CEVA Logistics has rejected a takeover bid from DSV.
"The Board of Directors of CEVA Logistics AG has announced that it has received a non-binding proposal to acquire the company at the price of CHF 27.75 per share in cash. The Board of Directors of CEVA Logistics carefully reviewed the proposal with the support of its legal and financial advisors and unanimously concluded that the proposal is not in the best interest of the company and its shareholders. Specifically, the Board of Directors concluded that the proposal significantly undervalues CEVA's prospects as a standalone company particularly as CEVA Logistics together with CMA CGM S.A. ("CMA CGM") as a strategic partner has been exploring measures to enhance performance in order to unlock CEVA Logistics' full potential. The proposal is therefore inadequate. Accordingly, the Board of Directors has decided to not engage on the basis of this unsolicited proposal.
In light of the current circumstances, the Board of Directors on request of its major shareholder CMA CGM has agreed to modify the current stand-still agreement between CEVA Logistics and CMA CGM. CMA CGM's duty to not increase its holding above the current 24.99% of the share capital until 5 November, 2018 has been amended to the effect that CMA-CGM is allowed to increase its holding up to one third of the voting rights of CEVA Logistics with immediate effect. All other obligations of CMA CGM (as made public in the IPO prospectus) remain in place, in particular the obligation of CMA CGM to tender its shares into a public tender offer by a third party if recommended by the Board of Directors unless CMA CGM launches a superior offer. In addition, CMA CGM has agreed, under certain conditions, to not launch or trigger an offer without the recommendation of the Board of Directors in the next 6 months (other than an offer which is superior to another offer)."

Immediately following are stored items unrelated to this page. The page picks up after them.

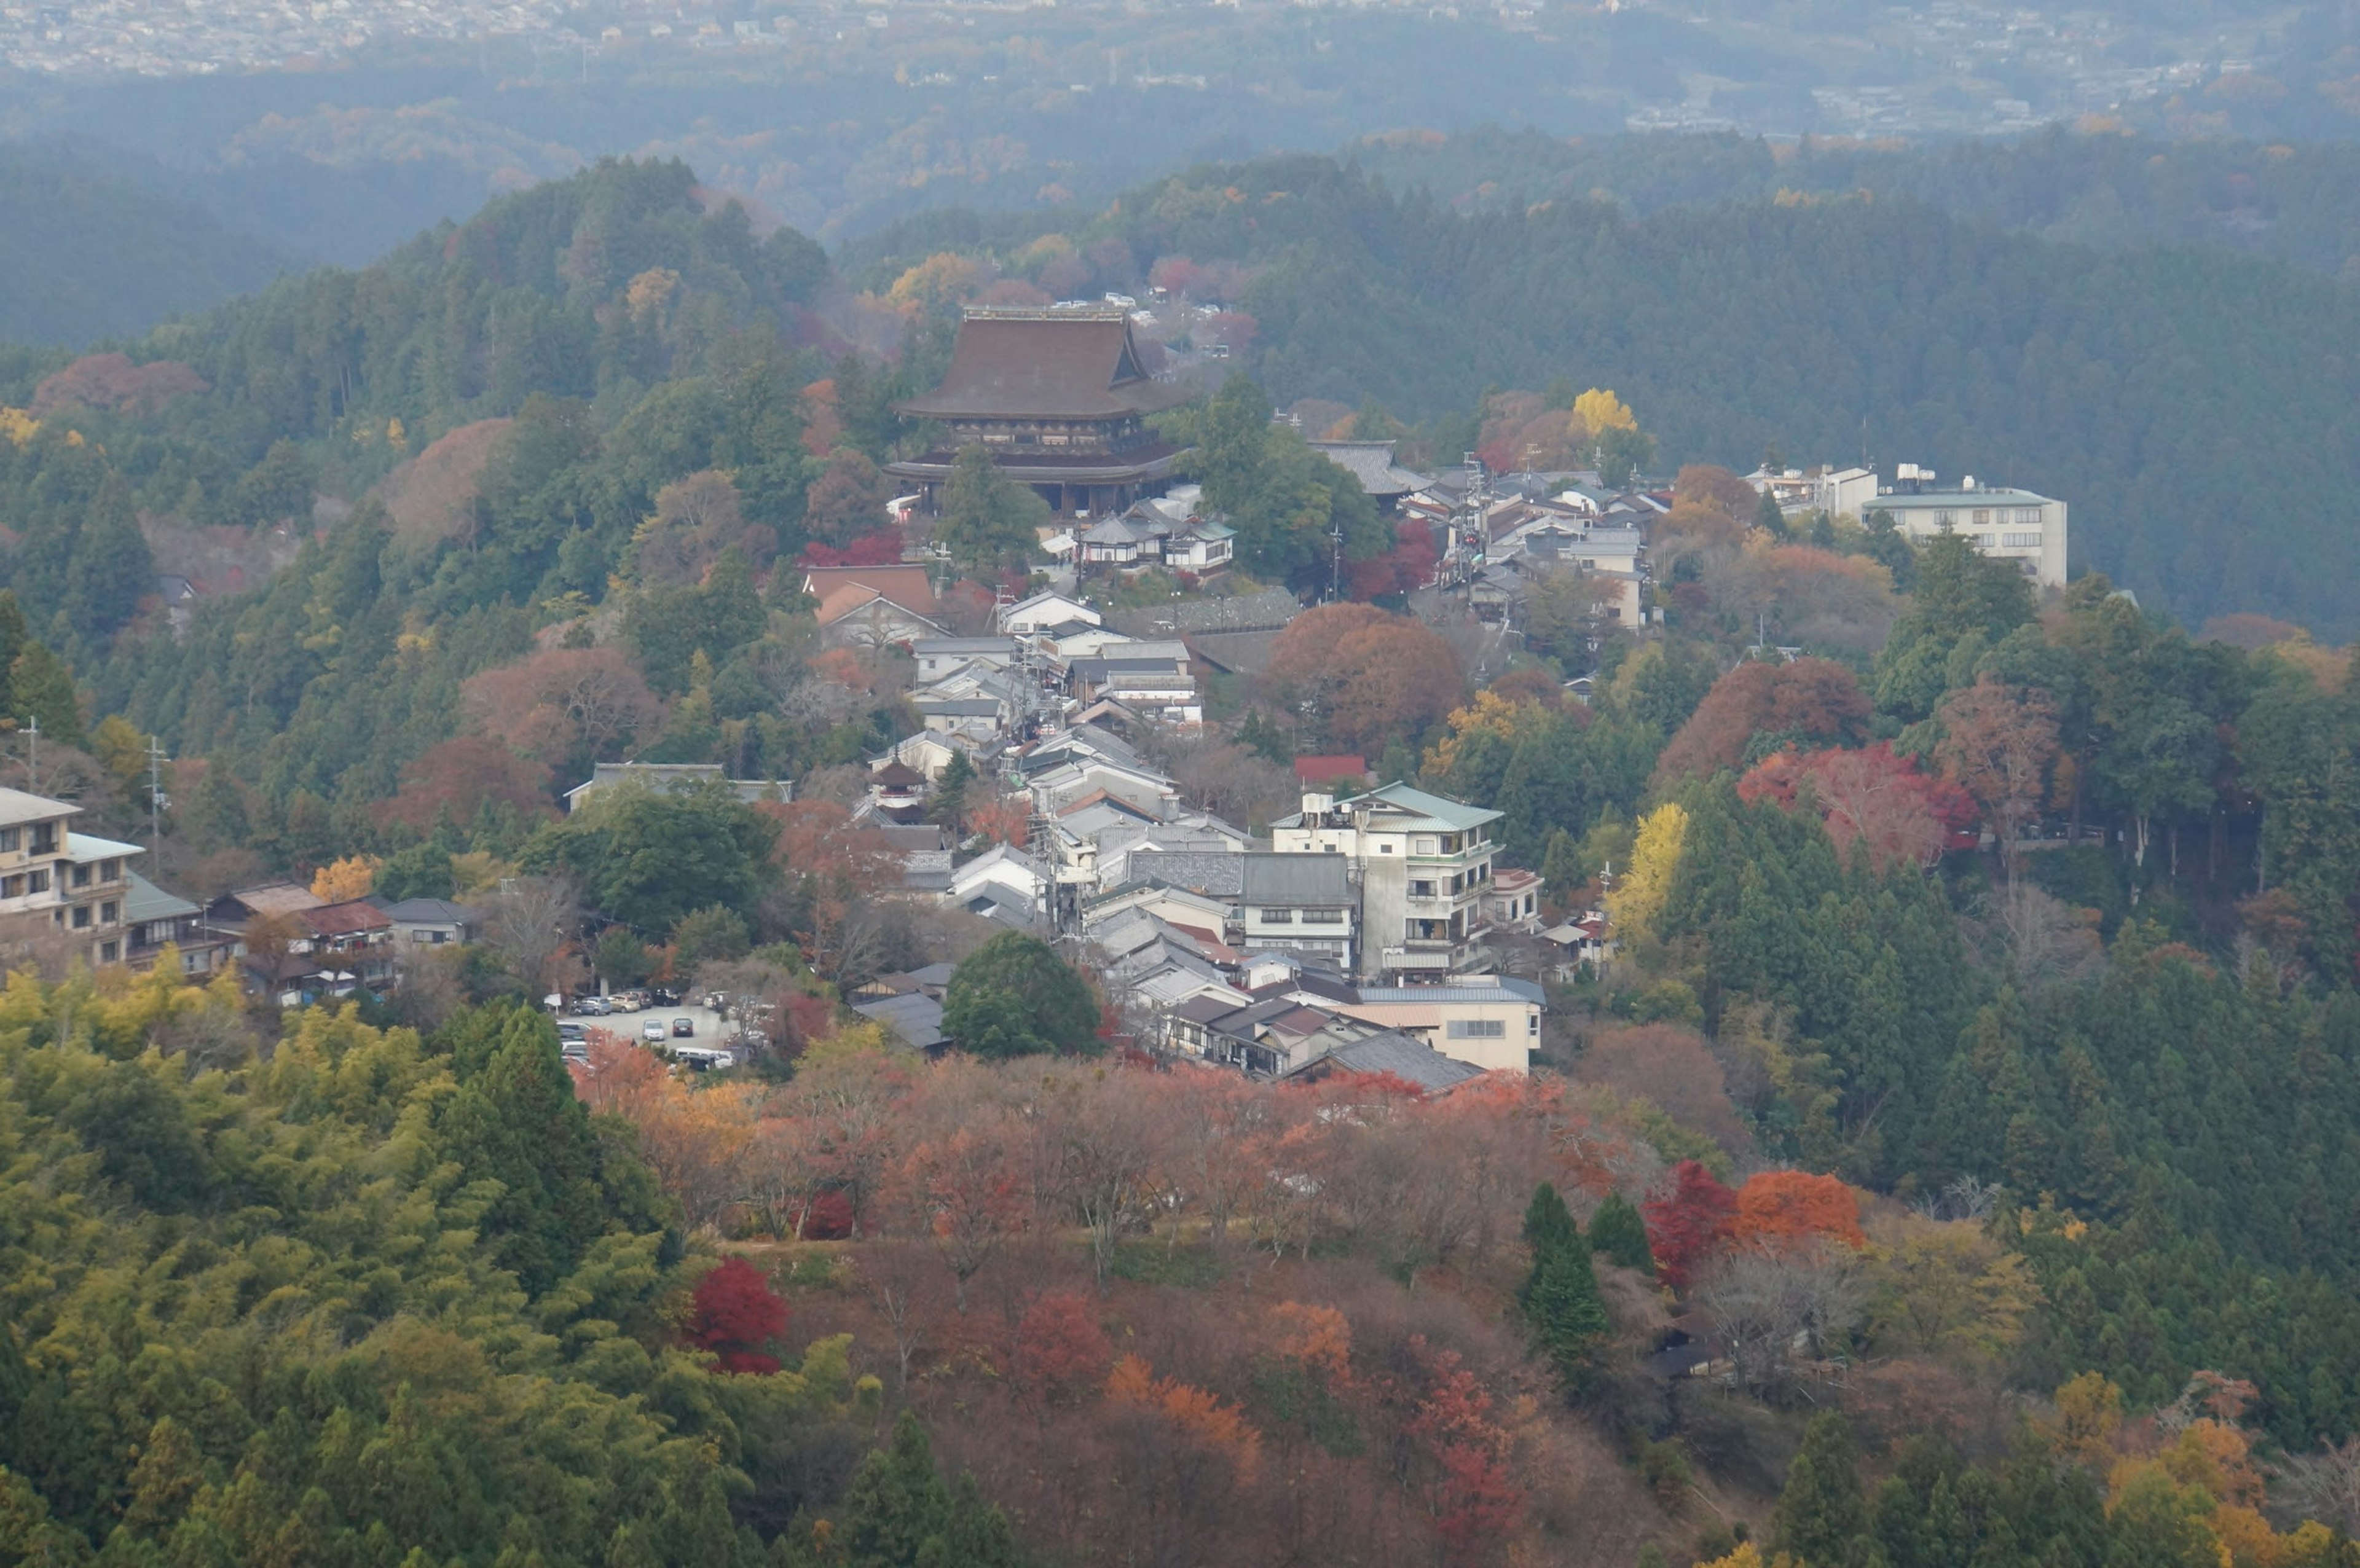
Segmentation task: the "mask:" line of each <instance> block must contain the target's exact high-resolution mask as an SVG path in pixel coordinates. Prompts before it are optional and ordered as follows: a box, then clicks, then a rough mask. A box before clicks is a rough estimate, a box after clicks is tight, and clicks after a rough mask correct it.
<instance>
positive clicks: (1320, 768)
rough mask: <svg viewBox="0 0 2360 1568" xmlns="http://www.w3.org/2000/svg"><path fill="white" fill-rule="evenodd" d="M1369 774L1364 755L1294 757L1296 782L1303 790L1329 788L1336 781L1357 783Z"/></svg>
mask: <svg viewBox="0 0 2360 1568" xmlns="http://www.w3.org/2000/svg"><path fill="white" fill-rule="evenodd" d="M1366 776H1369V762H1366V759H1364V757H1345V755H1333V757H1296V783H1298V785H1303V788H1305V790H1331V788H1333V785H1338V783H1359V780H1364V778H1366Z"/></svg>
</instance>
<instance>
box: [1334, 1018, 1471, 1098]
mask: <svg viewBox="0 0 2360 1568" xmlns="http://www.w3.org/2000/svg"><path fill="white" fill-rule="evenodd" d="M1319 1061H1326V1063H1331V1066H1338V1068H1343V1070H1345V1073H1392V1075H1395V1078H1402V1080H1409V1082H1414V1085H1418V1087H1421V1089H1428V1092H1435V1089H1449V1087H1454V1085H1463V1082H1466V1080H1470V1078H1482V1068H1477V1066H1470V1063H1466V1061H1451V1059H1449V1056H1444V1054H1442V1052H1437V1049H1435V1047H1430V1045H1423V1042H1418V1040H1411V1037H1409V1035H1402V1033H1397V1030H1390V1028H1388V1030H1383V1033H1378V1035H1369V1037H1366V1040H1352V1042H1350V1045H1338V1047H1336V1049H1331V1052H1329V1054H1326V1056H1322V1059H1319ZM1312 1066H1317V1063H1312Z"/></svg>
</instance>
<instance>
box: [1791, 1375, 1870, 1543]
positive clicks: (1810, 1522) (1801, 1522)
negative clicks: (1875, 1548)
mask: <svg viewBox="0 0 2360 1568" xmlns="http://www.w3.org/2000/svg"><path fill="white" fill-rule="evenodd" d="M1770 1521H1772V1533H1775V1542H1777V1549H1779V1551H1791V1554H1794V1556H1798V1559H1801V1561H1805V1563H1812V1566H1815V1568H1817V1566H1820V1563H1827V1566H1829V1568H1836V1566H1843V1563H1855V1561H1857V1559H1860V1554H1862V1542H1864V1535H1867V1528H1869V1509H1867V1500H1864V1497H1862V1490H1860V1457H1857V1455H1855V1452H1853V1427H1850V1422H1846V1419H1843V1415H1838V1412H1834V1410H1827V1412H1822V1415H1815V1417H1812V1419H1810V1427H1805V1429H1803V1448H1801V1450H1798V1452H1796V1455H1794V1464H1789V1467H1787V1485H1784V1490H1779V1497H1777V1509H1775V1511H1772V1516H1770Z"/></svg>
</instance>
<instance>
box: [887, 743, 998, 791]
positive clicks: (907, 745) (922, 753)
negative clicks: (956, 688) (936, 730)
mask: <svg viewBox="0 0 2360 1568" xmlns="http://www.w3.org/2000/svg"><path fill="white" fill-rule="evenodd" d="M958 755H965V757H968V762H970V764H975V766H977V771H982V766H984V759H986V755H989V752H986V747H977V745H975V743H972V740H968V738H951V736H944V733H939V731H918V733H916V736H904V738H902V740H894V743H892V747H887V750H885V755H883V757H871V759H868V773H871V778H876V776H878V773H880V771H883V769H890V766H894V764H902V766H904V769H909V771H913V773H918V776H920V778H925V780H927V783H932V780H937V778H942V769H946V766H951V757H958Z"/></svg>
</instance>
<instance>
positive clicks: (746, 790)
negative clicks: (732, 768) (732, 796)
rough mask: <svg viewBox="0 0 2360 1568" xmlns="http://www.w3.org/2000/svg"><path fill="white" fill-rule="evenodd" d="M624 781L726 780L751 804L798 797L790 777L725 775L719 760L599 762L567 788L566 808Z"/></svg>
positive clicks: (660, 783) (733, 789) (732, 793)
mask: <svg viewBox="0 0 2360 1568" xmlns="http://www.w3.org/2000/svg"><path fill="white" fill-rule="evenodd" d="M621 783H630V785H640V788H644V790H661V792H673V790H694V788H696V785H701V783H725V785H729V792H732V795H736V797H739V799H741V802H746V804H748V806H753V804H760V802H788V799H795V785H793V780H788V778H722V766H720V764H717V762H597V764H592V766H590V778H585V780H581V783H578V785H573V788H571V790H566V811H581V806H583V802H588V799H590V797H592V795H597V792H599V790H611V788H614V785H621Z"/></svg>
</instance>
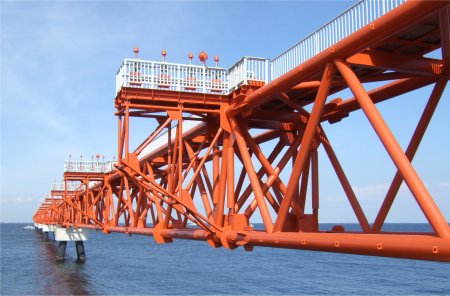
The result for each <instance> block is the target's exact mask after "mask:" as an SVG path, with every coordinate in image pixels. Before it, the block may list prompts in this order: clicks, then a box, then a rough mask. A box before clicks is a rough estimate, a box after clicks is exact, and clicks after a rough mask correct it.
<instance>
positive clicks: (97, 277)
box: [0, 224, 450, 295]
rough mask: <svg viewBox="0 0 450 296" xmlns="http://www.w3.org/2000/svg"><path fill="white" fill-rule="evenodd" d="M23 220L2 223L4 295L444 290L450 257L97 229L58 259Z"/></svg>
mask: <svg viewBox="0 0 450 296" xmlns="http://www.w3.org/2000/svg"><path fill="white" fill-rule="evenodd" d="M26 225H27V224H1V225H0V226H1V229H0V231H1V290H0V292H1V294H2V295H8V294H18V295H25V294H37V295H68V294H83V295H96V294H102V295H105V294H106V295H125V294H127V295H130V294H139V295H143V294H144V295H162V294H172V295H174V294H175V295H211V294H213V295H217V294H232V295H236V294H251V295H261V294H273V295H286V294H294V295H300V294H332V295H350V294H353V295H377V294H378V295H413V294H414V295H450V264H448V263H439V262H426V261H418V260H405V259H394V258H382V257H369V256H359V255H347V254H334V253H323V252H313V251H300V250H288V249H276V248H262V247H259V248H257V247H255V248H254V250H253V251H252V252H246V251H244V250H243V249H242V248H239V249H236V250H233V251H229V250H226V249H224V248H219V249H214V248H211V247H210V246H209V245H208V244H206V243H205V242H200V241H188V240H174V242H173V243H172V244H163V245H159V244H156V243H155V242H154V241H153V238H152V237H148V236H137V235H133V236H131V237H130V236H129V235H126V234H117V233H116V234H114V233H113V234H109V235H105V234H103V233H102V232H96V231H90V232H89V240H88V241H86V242H85V244H84V245H85V249H86V255H87V261H86V262H85V263H84V264H79V263H76V251H75V244H74V243H70V242H69V243H68V245H67V251H66V260H65V262H64V263H62V264H61V263H56V261H55V257H56V246H57V244H56V242H54V241H49V242H44V241H43V239H42V236H41V235H38V234H37V233H36V232H35V231H34V230H25V229H24V226H26ZM321 227H326V226H323V225H321ZM345 227H346V228H347V229H351V228H355V227H356V226H355V225H345ZM389 227H390V228H392V229H395V230H405V231H411V230H414V229H416V230H423V229H424V228H426V227H425V226H424V225H417V224H393V225H388V228H389ZM50 237H52V236H50Z"/></svg>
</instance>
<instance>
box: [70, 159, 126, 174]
mask: <svg viewBox="0 0 450 296" xmlns="http://www.w3.org/2000/svg"><path fill="white" fill-rule="evenodd" d="M116 163H117V161H106V162H100V161H66V162H64V172H70V173H109V172H111V171H112V170H114V164H116Z"/></svg>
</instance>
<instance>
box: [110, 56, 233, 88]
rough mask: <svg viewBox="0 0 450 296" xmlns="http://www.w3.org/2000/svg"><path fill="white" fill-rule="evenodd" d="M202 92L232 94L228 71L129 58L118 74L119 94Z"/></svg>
mask: <svg viewBox="0 0 450 296" xmlns="http://www.w3.org/2000/svg"><path fill="white" fill-rule="evenodd" d="M124 86H125V87H138V88H149V89H163V90H172V91H188V92H200V93H217V94H223V93H227V92H228V73H227V69H224V68H215V67H214V68H208V67H204V66H198V65H185V64H174V63H168V62H154V61H144V60H138V59H125V61H124V62H123V63H122V65H121V67H120V69H119V71H118V72H117V75H116V92H119V91H120V89H121V88H122V87H124Z"/></svg>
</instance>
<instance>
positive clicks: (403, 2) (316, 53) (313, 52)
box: [270, 0, 406, 79]
mask: <svg viewBox="0 0 450 296" xmlns="http://www.w3.org/2000/svg"><path fill="white" fill-rule="evenodd" d="M405 2H406V0H362V1H360V2H358V3H357V4H355V5H353V6H352V7H350V8H349V9H347V10H346V11H344V12H343V13H341V14H340V15H339V16H337V17H336V18H334V19H333V20H332V21H330V22H329V23H327V24H326V25H324V26H323V27H321V28H320V29H318V30H317V31H315V32H314V33H312V34H311V35H309V36H308V37H306V38H305V39H303V40H302V41H300V42H299V43H297V44H295V45H294V46H292V47H291V48H289V49H288V50H286V51H285V52H284V53H282V54H280V55H279V56H278V57H276V58H275V59H273V60H272V61H271V64H270V68H271V78H272V79H275V78H278V77H280V76H281V75H283V74H285V73H287V72H289V71H290V70H292V69H294V68H295V67H296V66H298V65H301V64H303V63H304V62H306V61H307V60H309V59H311V58H312V57H314V56H315V55H317V54H319V53H320V52H322V51H324V50H326V49H327V48H329V47H331V46H332V45H334V44H336V43H338V42H339V41H341V40H342V39H344V38H345V37H347V36H349V35H351V34H352V33H354V32H356V31H358V30H359V29H361V28H362V27H364V26H366V25H368V24H369V23H370V22H372V21H374V20H375V19H377V18H379V17H380V16H382V15H383V14H385V13H387V12H388V11H390V10H393V9H394V8H396V7H397V6H399V5H401V4H403V3H405Z"/></svg>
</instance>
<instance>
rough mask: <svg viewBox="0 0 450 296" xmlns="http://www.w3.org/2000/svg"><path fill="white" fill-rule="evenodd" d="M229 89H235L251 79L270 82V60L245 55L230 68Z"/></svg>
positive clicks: (257, 80) (237, 87)
mask: <svg viewBox="0 0 450 296" xmlns="http://www.w3.org/2000/svg"><path fill="white" fill-rule="evenodd" d="M228 74H229V81H230V83H229V90H230V91H233V90H235V89H236V88H239V87H240V86H241V85H242V84H249V81H258V82H263V83H265V84H266V83H268V82H269V60H268V59H264V58H255V57H243V58H242V59H240V60H239V61H238V62H237V63H236V64H234V65H233V66H232V67H231V68H230V69H229V70H228Z"/></svg>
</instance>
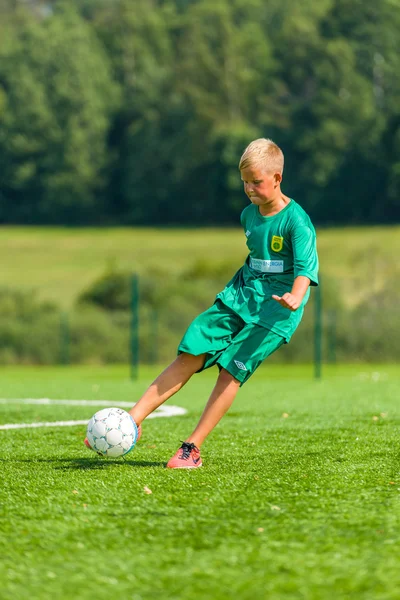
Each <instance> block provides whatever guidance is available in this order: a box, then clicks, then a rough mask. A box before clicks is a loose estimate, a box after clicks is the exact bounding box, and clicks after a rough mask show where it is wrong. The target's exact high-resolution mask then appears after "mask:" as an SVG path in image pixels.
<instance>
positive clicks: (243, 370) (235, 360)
mask: <svg viewBox="0 0 400 600" xmlns="http://www.w3.org/2000/svg"><path fill="white" fill-rule="evenodd" d="M233 362H234V363H235V365H236V366H237V368H238V369H240V370H241V371H247V367H246V365H244V364H243V363H241V362H240V360H234V361H233Z"/></svg>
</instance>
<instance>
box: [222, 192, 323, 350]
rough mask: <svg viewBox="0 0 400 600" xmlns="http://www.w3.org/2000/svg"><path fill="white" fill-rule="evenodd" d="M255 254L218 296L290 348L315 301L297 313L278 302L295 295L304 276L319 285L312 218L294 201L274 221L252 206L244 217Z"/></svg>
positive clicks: (238, 311) (241, 313) (245, 227)
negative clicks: (293, 282) (290, 295)
mask: <svg viewBox="0 0 400 600" xmlns="http://www.w3.org/2000/svg"><path fill="white" fill-rule="evenodd" d="M240 221H241V223H242V226H243V228H244V231H245V235H246V238H247V247H248V248H249V251H250V254H249V255H248V257H247V259H246V262H245V264H244V265H243V267H242V268H241V269H239V271H238V272H237V273H236V274H235V275H234V277H233V278H232V279H231V281H230V282H229V283H228V284H227V286H226V287H225V289H224V290H223V291H222V292H220V293H219V294H218V295H217V298H219V299H220V300H221V301H222V302H223V303H224V304H225V305H226V306H229V307H230V308H231V309H232V310H233V311H234V312H236V313H237V314H238V315H239V316H240V317H241V318H242V319H243V321H245V322H246V323H256V324H258V325H261V326H263V327H266V328H267V329H270V330H271V331H273V332H274V333H277V334H279V335H281V336H282V337H283V338H284V339H285V340H286V342H288V341H289V340H290V338H291V336H292V335H293V333H294V331H295V330H296V328H297V326H298V325H299V323H300V321H301V318H302V316H303V312H304V306H305V304H306V303H307V300H308V298H309V295H310V289H308V290H307V292H306V294H305V296H304V299H303V301H302V303H301V306H300V307H299V308H298V309H297V310H296V311H291V310H289V309H288V308H285V307H283V306H281V305H280V304H279V302H277V301H276V300H274V299H273V298H272V295H273V294H276V295H278V296H282V295H283V294H285V293H286V292H290V291H291V289H292V286H293V282H294V280H295V278H296V277H298V276H299V275H304V276H305V277H308V278H309V279H310V281H311V285H318V255H317V248H316V235H315V229H314V227H313V225H312V223H311V220H310V218H309V216H308V215H307V213H306V212H305V211H304V210H303V209H302V208H301V206H299V204H297V202H295V201H294V200H291V201H290V202H289V204H287V205H286V206H285V208H284V209H282V210H281V211H280V212H278V213H277V214H276V215H273V216H272V217H264V216H262V215H261V214H260V212H259V209H258V206H256V205H254V204H251V205H249V206H247V207H246V208H245V209H244V210H243V212H242V214H241V217H240Z"/></svg>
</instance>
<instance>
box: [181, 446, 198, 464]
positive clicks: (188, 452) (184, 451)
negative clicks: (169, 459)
mask: <svg viewBox="0 0 400 600" xmlns="http://www.w3.org/2000/svg"><path fill="white" fill-rule="evenodd" d="M195 448H196V446H195V445H194V444H193V442H192V443H190V444H189V442H182V446H181V448H180V449H181V450H182V454H181V456H180V457H179V458H181V459H183V460H189V458H190V454H191V452H192V450H194V449H195Z"/></svg>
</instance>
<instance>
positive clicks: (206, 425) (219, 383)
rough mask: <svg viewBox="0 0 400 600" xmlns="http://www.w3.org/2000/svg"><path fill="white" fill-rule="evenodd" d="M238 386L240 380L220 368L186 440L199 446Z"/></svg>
mask: <svg viewBox="0 0 400 600" xmlns="http://www.w3.org/2000/svg"><path fill="white" fill-rule="evenodd" d="M239 387H240V381H238V380H237V379H235V377H233V375H231V374H230V373H228V371H226V370H225V369H222V370H221V372H220V374H219V377H218V379H217V383H216V384H215V387H214V389H213V391H212V392H211V396H210V398H209V400H208V402H207V404H206V407H205V409H204V411H203V414H202V415H201V418H200V421H199V422H198V424H197V427H196V429H195V430H194V431H193V433H192V435H191V436H189V437H188V438H187V440H186V441H187V442H189V443H190V442H192V443H193V444H195V445H196V446H197V447H198V448H200V446H201V444H202V443H203V442H204V440H205V439H206V437H207V436H208V434H209V433H210V432H211V431H212V430H213V429H214V427H215V426H216V425H217V423H218V422H219V421H220V420H221V418H222V417H223V416H224V414H225V413H226V412H227V410H228V409H229V408H230V406H231V404H232V402H233V401H234V399H235V396H236V394H237V391H238V389H239Z"/></svg>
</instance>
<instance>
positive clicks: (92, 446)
mask: <svg viewBox="0 0 400 600" xmlns="http://www.w3.org/2000/svg"><path fill="white" fill-rule="evenodd" d="M86 436H87V439H88V442H89V444H90V445H91V447H92V448H93V450H95V451H96V452H97V453H98V454H102V455H103V456H110V457H113V458H115V457H117V456H124V454H127V453H128V452H130V451H131V450H132V449H133V448H134V447H135V444H136V441H137V437H138V430H137V426H136V423H135V421H134V420H133V419H132V417H131V415H130V414H129V413H127V412H126V410H123V409H122V408H103V409H102V410H99V411H97V413H95V414H94V415H93V417H92V418H91V419H90V421H89V423H88V426H87V432H86Z"/></svg>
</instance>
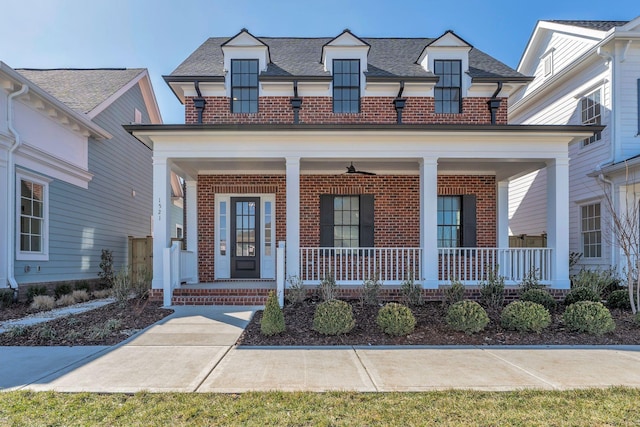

“In response to CEVA Logistics AG’s announcement this morning, DSV A/S can confirm that it has made a private proposal to CEVA’s Board of Directors to acquire CEVA for CHF 27.75 per share.
“The proposal would provide CEVA shareholders with an attractive premium of 50.7% to CEVA’s share price of CHF 18.42 as of 10 October 2018 and 37.0% to the 60-day VWAP of CHF 20.25 as of 10 October 2018.
“Our proposal has been rejected by CEVA’s Board of Directors, and DSV has no dialogue with CEVA regarding a voluntary public tender offer for the outstanding equity of CEVA.”
DSV added that it has “long respected and followed CEVA’s business and believes combining the two companies would deliver significant value to all stakeholders (including shareholders, employees, customers and suppliers)”.
“We are confident that a combination would be in the best interests of the stakeholders of both companies as it presents a unique opportunity to build on the successful legacies of our businesses by extending our service offering and giving our combined operations additional scale.
“DSV does not intend to make any additional comments on this matter.”